Arrivé en Luberon avec le nouveau millénaire, il avait longuement mûri ce projet. «J’ai dû faire mes preuves, se souvient le quinquagénaire, plus d’une décennie de patience a été nécessaire à mon intégration dans ce territoire.»
Naturaliste autodidacte devenu botaniste érudit, l’homme aux pouces verts séduit son entourage par sa folle énergie. En 2013, il perce le plafond de verre grâce à un prêt privé et accède à la terre. Deux hectares, puis presque quatre, qui lui permettront de produire jusqu’à quarante tonnes de légumes par an et de salarier sept personnes. Lui-même ne touche que 1 200 euros par mois les meilleures années — souvent beaucoup moins —, mais qu’importe : «Pour la première fois de ma vie, tout faisait sens. Je ressentais une immense satisfaction, renforcée par le soutien et l’estime manifeste d’un vaste réseau. Ma famille était bien évidemment autonome en légumes, et le troc nous permettait d’accéder à presque tous les autres aliments.»

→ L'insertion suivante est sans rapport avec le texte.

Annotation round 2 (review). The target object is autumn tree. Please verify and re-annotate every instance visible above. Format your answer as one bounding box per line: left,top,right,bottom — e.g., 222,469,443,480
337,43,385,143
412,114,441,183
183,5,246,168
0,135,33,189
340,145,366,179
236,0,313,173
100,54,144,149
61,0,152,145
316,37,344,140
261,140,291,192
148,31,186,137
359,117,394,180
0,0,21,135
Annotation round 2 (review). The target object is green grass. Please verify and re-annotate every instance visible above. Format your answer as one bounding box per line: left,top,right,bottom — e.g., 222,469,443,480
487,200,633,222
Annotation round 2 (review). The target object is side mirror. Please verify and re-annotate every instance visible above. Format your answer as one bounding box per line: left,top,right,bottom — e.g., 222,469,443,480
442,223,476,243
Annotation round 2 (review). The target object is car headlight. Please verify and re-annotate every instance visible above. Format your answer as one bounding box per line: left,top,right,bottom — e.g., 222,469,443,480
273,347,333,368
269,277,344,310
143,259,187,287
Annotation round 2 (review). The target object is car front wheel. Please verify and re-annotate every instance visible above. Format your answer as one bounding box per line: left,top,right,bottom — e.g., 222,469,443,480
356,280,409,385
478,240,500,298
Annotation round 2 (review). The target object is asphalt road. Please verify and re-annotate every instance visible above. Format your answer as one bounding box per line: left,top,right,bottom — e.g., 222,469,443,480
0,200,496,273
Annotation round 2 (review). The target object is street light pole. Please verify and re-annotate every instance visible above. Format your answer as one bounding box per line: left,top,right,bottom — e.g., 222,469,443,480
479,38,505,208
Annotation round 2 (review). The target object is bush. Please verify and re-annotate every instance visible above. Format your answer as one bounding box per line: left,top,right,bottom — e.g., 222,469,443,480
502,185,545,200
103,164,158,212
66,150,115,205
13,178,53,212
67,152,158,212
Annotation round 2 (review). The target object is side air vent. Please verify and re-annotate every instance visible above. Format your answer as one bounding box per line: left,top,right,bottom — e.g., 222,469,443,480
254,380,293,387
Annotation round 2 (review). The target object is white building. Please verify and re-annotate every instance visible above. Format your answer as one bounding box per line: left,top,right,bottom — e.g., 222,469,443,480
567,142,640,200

Jusqu’en 2019, le potentiel commercial paraît infini. En distribution directe, sur les marchés, vers les Amap et les magasins de la métropole marseillaise. Début 2020, le Covid envahit la planète et confine les peuples. «Je recevais une dizaine d’appels chaque jour, me raconte Guillaume, de citadins demandant, suppliant, de pouvoir venir gratter la terre, au moins pour s’approvisionner en légumes. Je me suis dit : “Cette fois-ci, c’est la bonne, le grand tournant de notre société vers des modes de vie plus durables”.»» Les turpitudes socio-économiques en décideront autrement.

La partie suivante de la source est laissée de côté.